The work originates from the observation that, given a specific type of surgical practice, the higher the volume of performed interventions, the lower the adjusted mortality rate, as testified by the so–called volume–outcome association.

The proposed approach uses the perspective of the actor most involved in the planning decision, i.e., the decision maker (or policy maker), but it also takes into account the patient perspective. In other words, the decision maker takes her decision considering the best allocation in terms of quality outcome and also considering how patients will react to the decision.

The approach is tested on a real case study related to colon cancer surgery in the Piedmont region in Italy, by considering the patients that had this surgery in 2014.

The results highlight that the integrated approach gives a solution with larger mortality than the pure decision maker solution (the so-called strategic solution). However, the strategic solution unrealistically assume that patients will follow the design plan, thus it has a purely theoretical value. Instead, the integrated approach includes the choices made by patients, and hence, it will be more likely followed by real patients. The prediction of patient behavior can also allow the hospital to face volumes of activity less different from the planned, thus allowing to avoid, or at least reduce, overloading and inefficiency of the surgical processes.
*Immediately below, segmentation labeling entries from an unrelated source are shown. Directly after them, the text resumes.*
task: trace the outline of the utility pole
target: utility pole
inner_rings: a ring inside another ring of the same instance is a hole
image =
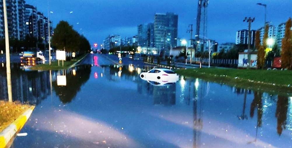
[[[10,70],[10,55],[9,51],[9,35],[8,34],[8,24],[7,20],[7,10],[6,0],[3,1],[3,10],[4,12],[4,25],[5,28],[5,51],[6,54],[6,74],[7,75],[7,90],[8,94],[8,101],[12,102],[12,88],[11,87],[11,72]]]
[[[246,22],[248,23],[248,58],[247,69],[249,68],[251,64],[251,23],[255,21],[255,18],[252,19],[250,17],[248,18],[246,17],[243,20],[244,22]]]
[[[193,47],[193,24],[190,24],[189,25],[189,28],[190,28],[190,27],[191,27],[190,30],[187,30],[187,33],[188,32],[189,33],[191,33],[191,47]],[[192,64],[192,54],[193,54],[193,49],[191,48],[191,60],[190,62],[190,64]]]

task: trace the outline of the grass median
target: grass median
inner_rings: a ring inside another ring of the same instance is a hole
[[[30,107],[17,102],[0,101],[0,132]]]
[[[51,65],[48,63],[36,65],[31,67],[31,70],[34,70],[45,71],[49,70],[58,70],[62,69],[67,69],[75,64],[83,58],[85,57],[87,54],[86,54],[79,56],[78,57],[71,61],[64,61],[64,66],[62,66],[62,61],[60,61],[60,66],[58,66],[58,61],[52,62]]]
[[[238,87],[292,93],[292,71],[222,69],[178,70],[178,73]]]

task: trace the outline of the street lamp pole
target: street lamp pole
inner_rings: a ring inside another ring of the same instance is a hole
[[[246,17],[244,18],[244,19],[243,20],[244,22],[246,21],[248,23],[248,42],[247,43],[248,49],[248,52],[247,56],[247,62],[248,63],[247,63],[247,69],[249,68],[249,67],[250,66],[250,65],[251,63],[251,23],[253,22],[254,21],[254,18],[252,19],[250,17],[248,18]]]
[[[7,75],[7,90],[8,94],[8,101],[12,102],[12,88],[11,87],[11,72],[10,70],[10,55],[9,51],[9,35],[8,34],[8,24],[7,20],[7,10],[6,1],[3,1],[3,10],[4,11],[4,25],[5,28],[5,51],[6,54],[6,74]]]

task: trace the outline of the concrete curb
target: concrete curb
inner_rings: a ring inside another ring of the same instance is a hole
[[[81,61],[81,60],[83,60],[83,59],[84,59],[84,58],[85,58],[85,57],[86,57],[87,56],[87,55],[88,55],[88,54],[86,54],[84,56],[83,58],[81,58],[81,59],[80,59],[80,60],[77,61],[76,62],[74,63],[73,64],[73,65],[72,65],[71,66],[70,66],[70,67],[69,67],[69,68],[68,68],[68,69],[70,69],[71,68],[72,68],[72,67],[75,66],[76,66],[76,64],[77,64],[77,63],[79,63],[80,61]]]
[[[154,64],[154,63],[148,63],[148,62],[144,62],[144,63],[146,63],[146,64],[148,64],[152,65],[155,65],[156,66],[160,66],[160,67],[164,67],[164,68],[173,68],[173,69],[186,69],[186,68],[177,68],[177,67],[173,68],[171,66],[166,66],[165,65],[163,65],[157,64]]]
[[[5,147],[24,126],[34,109],[32,106],[20,116],[9,126],[0,132],[0,148]]]

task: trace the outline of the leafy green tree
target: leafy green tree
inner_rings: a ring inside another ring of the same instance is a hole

Thus, it can be considered to be realistically the best solution to design. Moreover, it has been shown that the solution reached using whatever perspective (decision maker, patients or integrated) improves the current situation in terms of mortality.

All models and results were eventually presented to the Italian PNE research group, which supports Italian healthcare planning decision. The group positively received the proposed contribution as an opportunity to originate managerial decisions from clinical analyses.

The proposed study presents some limitations. First, the paper only focuses on a single type of medical procedure, while hospital planning takes into account all the types of medical procedures treated in the hospital, due to the overall capacity limit of any structure (the number of beds or operating rooms). To extend the proposed approach to multiple procedures, the synergies between different procedures should be addressed. If the considered procedures require the same skills to surgeons, then data (and volume-outcome association curves) could be aggregated, and the model could be applied on this aggregation level. Otherwise, as the required skills would be procedure-specific, data aggregation can not be applied. In this case, the allocation model should be applied to each intervention, and then an integration of results would be needed to propose and develop the planning decision. The second limitation is related to the volume–outcome association, which is used as a deterministic relation while, in reality, it is affected by uncertainty, and the uncertainty is higher for low volumes. Furthermore, no information about costs was included in the models, differently from previous works [12]. Moreover, in the proposed models, patients’ choices are observed through healthcare administrative data; however, patients base their choices on a variety of structural, process and outcome quality indicators. Although the use of administrative data allows the application of the proposed models on every population characteristics, further research could address the issue of including non-administrative data collected from interviews and surveys, for instance.